John Stockdale had been teaching in Towamba for twelve months in a private capacity but in May, 1862, he had written to the National Board of Education asking for aid. He stated, "...The inhabitants are in impoverished circumstances, owing principally to the long drought which entirely put stop to all dairy operations upon which the inhabitants chiefly depend. ..."
'Pambula Voice' January 14, 1898
* The dry weather still continues and there doesn't seem to be any appearance of rain. Stock are beginning to show signs of weakness and there must doubtless be great carnage amongst their ranks unless we are favoured with a heavy downfall within a week or so. The heat has been oppressive and such high temperatures have never been known here before. At the local factory the other day the thermometer registered 110 in the shade.

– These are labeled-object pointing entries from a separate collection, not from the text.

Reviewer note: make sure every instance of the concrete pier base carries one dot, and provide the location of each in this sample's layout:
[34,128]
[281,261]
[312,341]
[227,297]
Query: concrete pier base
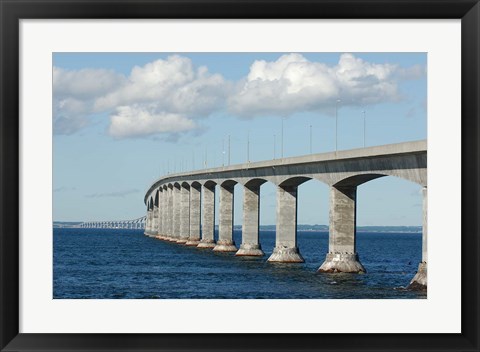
[286,255]
[342,263]
[225,246]
[250,249]
[192,242]
[419,281]
[206,243]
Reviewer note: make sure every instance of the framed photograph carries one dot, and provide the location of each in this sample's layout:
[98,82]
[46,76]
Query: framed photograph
[240,176]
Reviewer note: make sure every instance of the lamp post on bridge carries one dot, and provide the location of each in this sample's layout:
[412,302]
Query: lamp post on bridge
[364,127]
[336,123]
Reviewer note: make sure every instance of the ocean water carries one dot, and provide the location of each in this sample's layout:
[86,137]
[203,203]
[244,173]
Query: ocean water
[122,264]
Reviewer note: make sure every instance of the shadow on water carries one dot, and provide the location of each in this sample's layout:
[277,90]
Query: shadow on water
[103,263]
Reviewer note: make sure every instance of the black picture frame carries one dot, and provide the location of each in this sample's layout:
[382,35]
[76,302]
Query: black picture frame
[12,11]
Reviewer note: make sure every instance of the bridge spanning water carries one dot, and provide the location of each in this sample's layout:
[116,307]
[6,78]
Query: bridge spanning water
[116,224]
[181,207]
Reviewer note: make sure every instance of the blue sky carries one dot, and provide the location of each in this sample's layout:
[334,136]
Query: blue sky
[121,120]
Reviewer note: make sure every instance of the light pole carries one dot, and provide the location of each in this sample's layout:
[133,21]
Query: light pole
[248,147]
[310,139]
[223,152]
[274,146]
[336,124]
[364,127]
[205,157]
[228,150]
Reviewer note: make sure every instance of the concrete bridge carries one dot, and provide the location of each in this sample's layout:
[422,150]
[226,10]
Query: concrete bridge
[181,207]
[116,224]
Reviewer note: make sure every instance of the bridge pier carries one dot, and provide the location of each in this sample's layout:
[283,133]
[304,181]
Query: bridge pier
[169,233]
[194,238]
[286,250]
[176,212]
[251,219]
[208,217]
[161,216]
[155,216]
[342,255]
[225,241]
[184,213]
[419,281]
[160,210]
[148,226]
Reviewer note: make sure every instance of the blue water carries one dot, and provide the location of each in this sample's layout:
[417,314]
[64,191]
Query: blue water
[107,263]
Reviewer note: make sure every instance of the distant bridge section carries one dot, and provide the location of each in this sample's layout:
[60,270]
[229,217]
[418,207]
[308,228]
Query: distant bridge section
[181,207]
[115,224]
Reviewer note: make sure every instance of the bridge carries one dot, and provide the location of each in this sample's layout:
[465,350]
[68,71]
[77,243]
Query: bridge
[181,207]
[115,224]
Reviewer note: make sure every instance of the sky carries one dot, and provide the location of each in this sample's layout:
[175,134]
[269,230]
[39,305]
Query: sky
[123,120]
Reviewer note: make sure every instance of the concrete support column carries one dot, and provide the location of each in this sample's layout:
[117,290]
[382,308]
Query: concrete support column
[148,227]
[225,241]
[342,255]
[208,217]
[160,211]
[419,281]
[251,219]
[176,212]
[165,213]
[170,212]
[194,238]
[154,222]
[184,213]
[286,250]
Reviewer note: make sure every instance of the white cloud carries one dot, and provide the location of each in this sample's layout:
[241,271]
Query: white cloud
[170,92]
[173,85]
[136,121]
[293,84]
[166,96]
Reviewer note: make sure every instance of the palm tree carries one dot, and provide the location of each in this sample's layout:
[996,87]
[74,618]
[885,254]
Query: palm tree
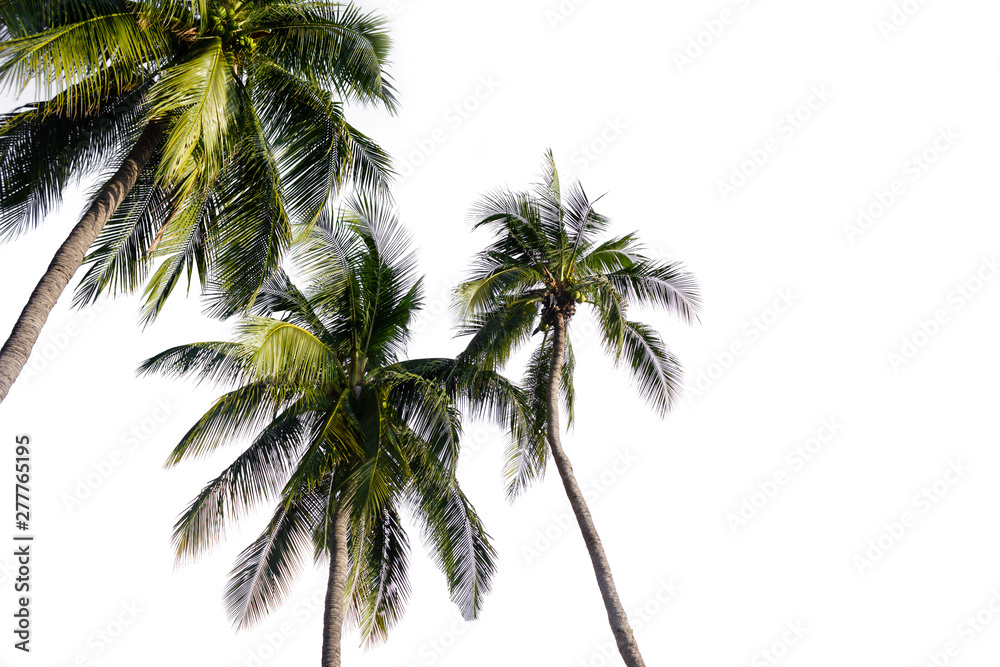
[216,127]
[345,435]
[546,259]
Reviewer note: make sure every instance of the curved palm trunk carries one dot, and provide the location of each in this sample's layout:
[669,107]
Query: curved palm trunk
[333,610]
[616,614]
[68,258]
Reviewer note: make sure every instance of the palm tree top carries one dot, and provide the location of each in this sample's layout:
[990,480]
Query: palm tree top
[249,97]
[340,421]
[550,254]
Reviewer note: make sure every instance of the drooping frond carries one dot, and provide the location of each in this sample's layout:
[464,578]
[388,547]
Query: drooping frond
[257,475]
[220,362]
[665,284]
[263,573]
[656,371]
[458,540]
[338,45]
[380,583]
[198,93]
[97,50]
[43,152]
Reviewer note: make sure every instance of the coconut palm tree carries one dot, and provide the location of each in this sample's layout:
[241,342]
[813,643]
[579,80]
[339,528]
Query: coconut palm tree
[214,126]
[547,258]
[344,435]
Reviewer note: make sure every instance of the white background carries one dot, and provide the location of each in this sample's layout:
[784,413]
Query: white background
[659,135]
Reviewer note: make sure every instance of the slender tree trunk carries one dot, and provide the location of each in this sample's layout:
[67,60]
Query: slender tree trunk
[616,614]
[333,610]
[68,258]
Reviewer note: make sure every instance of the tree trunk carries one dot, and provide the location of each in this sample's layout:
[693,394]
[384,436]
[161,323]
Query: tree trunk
[616,614]
[333,610]
[69,257]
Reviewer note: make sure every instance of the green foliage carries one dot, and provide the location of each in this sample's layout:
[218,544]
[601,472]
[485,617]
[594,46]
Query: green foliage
[250,98]
[338,421]
[545,259]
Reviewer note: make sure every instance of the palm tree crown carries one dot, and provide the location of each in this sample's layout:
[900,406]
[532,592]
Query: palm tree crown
[345,433]
[547,258]
[244,98]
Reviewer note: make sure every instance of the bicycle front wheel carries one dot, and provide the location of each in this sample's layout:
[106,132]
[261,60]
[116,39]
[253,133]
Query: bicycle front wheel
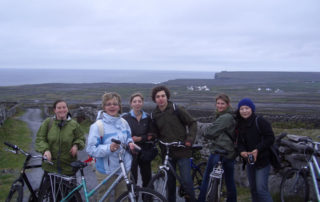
[15,194]
[158,183]
[142,194]
[214,191]
[294,186]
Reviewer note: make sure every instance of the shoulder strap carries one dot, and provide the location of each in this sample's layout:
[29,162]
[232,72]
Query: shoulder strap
[257,124]
[49,125]
[100,127]
[176,111]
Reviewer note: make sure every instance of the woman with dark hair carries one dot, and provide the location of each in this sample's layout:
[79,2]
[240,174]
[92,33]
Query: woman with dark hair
[139,122]
[219,135]
[255,138]
[59,138]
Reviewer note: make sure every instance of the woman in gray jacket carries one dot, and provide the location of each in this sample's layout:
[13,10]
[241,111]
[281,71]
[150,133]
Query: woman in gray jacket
[219,135]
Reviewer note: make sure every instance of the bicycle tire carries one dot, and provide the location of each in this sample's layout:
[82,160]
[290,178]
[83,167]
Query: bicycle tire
[294,186]
[45,194]
[142,194]
[15,193]
[157,183]
[197,174]
[31,199]
[214,191]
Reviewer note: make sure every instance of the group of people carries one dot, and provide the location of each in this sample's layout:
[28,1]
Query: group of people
[59,138]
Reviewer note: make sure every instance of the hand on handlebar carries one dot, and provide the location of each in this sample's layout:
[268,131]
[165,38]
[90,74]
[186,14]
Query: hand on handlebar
[47,155]
[114,147]
[188,144]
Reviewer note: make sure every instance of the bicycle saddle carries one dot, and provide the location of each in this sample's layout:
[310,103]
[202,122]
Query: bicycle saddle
[196,147]
[221,151]
[78,164]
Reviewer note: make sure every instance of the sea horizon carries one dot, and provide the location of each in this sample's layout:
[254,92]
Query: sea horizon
[16,77]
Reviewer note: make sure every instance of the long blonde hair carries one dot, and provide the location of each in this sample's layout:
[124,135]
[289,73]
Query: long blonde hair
[109,96]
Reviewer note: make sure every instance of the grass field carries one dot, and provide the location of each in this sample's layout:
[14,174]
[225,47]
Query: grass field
[15,132]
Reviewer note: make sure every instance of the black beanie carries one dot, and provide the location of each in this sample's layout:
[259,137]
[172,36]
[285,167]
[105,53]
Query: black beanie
[247,102]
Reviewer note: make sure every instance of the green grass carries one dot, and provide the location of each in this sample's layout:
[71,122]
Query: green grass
[15,132]
[313,133]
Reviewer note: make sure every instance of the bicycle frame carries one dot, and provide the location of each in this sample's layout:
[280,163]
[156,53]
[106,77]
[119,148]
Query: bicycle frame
[130,185]
[216,173]
[89,194]
[313,165]
[23,177]
[167,167]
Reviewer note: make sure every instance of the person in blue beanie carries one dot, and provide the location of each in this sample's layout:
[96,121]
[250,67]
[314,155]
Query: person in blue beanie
[255,138]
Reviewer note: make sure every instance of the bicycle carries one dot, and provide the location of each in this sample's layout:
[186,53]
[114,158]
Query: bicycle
[294,185]
[159,181]
[214,192]
[16,190]
[133,193]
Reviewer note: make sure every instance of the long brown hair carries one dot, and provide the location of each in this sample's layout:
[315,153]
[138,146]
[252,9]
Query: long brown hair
[109,96]
[223,97]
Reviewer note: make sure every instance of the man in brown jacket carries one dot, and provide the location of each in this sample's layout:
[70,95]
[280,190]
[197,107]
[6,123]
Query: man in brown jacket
[172,124]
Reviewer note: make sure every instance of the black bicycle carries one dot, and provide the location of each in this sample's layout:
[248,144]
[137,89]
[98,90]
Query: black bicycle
[159,181]
[16,190]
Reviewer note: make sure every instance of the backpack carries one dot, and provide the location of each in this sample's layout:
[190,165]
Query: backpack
[91,160]
[275,160]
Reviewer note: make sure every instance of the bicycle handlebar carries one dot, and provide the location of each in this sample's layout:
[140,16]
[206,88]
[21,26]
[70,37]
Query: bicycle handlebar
[16,149]
[177,144]
[126,147]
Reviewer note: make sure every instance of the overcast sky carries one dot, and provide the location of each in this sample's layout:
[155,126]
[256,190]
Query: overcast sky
[206,35]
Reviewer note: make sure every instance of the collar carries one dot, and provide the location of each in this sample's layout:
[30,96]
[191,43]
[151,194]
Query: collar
[111,120]
[144,114]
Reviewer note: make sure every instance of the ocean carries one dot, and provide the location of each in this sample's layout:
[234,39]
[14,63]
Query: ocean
[14,77]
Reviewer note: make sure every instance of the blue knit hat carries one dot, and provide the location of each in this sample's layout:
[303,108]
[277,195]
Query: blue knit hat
[247,102]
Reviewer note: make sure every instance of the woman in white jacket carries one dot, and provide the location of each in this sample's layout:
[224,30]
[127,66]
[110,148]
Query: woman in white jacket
[100,146]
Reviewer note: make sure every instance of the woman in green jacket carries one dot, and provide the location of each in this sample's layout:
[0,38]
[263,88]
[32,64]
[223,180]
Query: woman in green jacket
[220,136]
[59,138]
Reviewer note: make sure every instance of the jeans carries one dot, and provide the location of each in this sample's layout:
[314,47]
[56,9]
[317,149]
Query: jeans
[258,180]
[228,167]
[185,175]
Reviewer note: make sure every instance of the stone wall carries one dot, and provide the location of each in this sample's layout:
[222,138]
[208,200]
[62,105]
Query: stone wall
[292,154]
[7,110]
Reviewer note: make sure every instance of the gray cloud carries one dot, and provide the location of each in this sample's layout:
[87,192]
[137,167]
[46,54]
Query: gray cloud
[180,34]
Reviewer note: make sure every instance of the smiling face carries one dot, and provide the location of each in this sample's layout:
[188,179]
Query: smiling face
[161,100]
[245,111]
[61,110]
[136,103]
[112,107]
[221,105]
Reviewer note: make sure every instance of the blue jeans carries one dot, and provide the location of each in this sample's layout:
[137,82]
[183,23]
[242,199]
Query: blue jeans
[185,175]
[228,167]
[258,180]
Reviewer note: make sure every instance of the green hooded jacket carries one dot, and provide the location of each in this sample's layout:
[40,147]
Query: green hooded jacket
[59,141]
[220,131]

'Pambula Voice' February 25, 1898
* Rain, beautiful rain has come at last. We had a good soaking fall lasting for six nights and five days measuring in all 13 inches and 2 points. Nearly all of the settlers lost more or less stock. The rain gauge is in charge of Mr. Alexander at Pericoe House.
'The Land' 1911
* Rocky Hall is well named, it being surmounted by very steep mountains. What little farming is done here is maize growing. Around this part the drought has played sad havoc with the dairying industry, the country being in a very bad state for want of rain.
'Magnet' February 15, 1930
* In spite of the dry weather the sheep and cattle here look well. It has been said that this drought is worse than the last, nevertheless there is a greater body of grass and with the rain that threatens comes along, it will not be long before there is a mantle of green over the land.
'Magnet' January 19, 1935
* drought affecting maize and potato crops.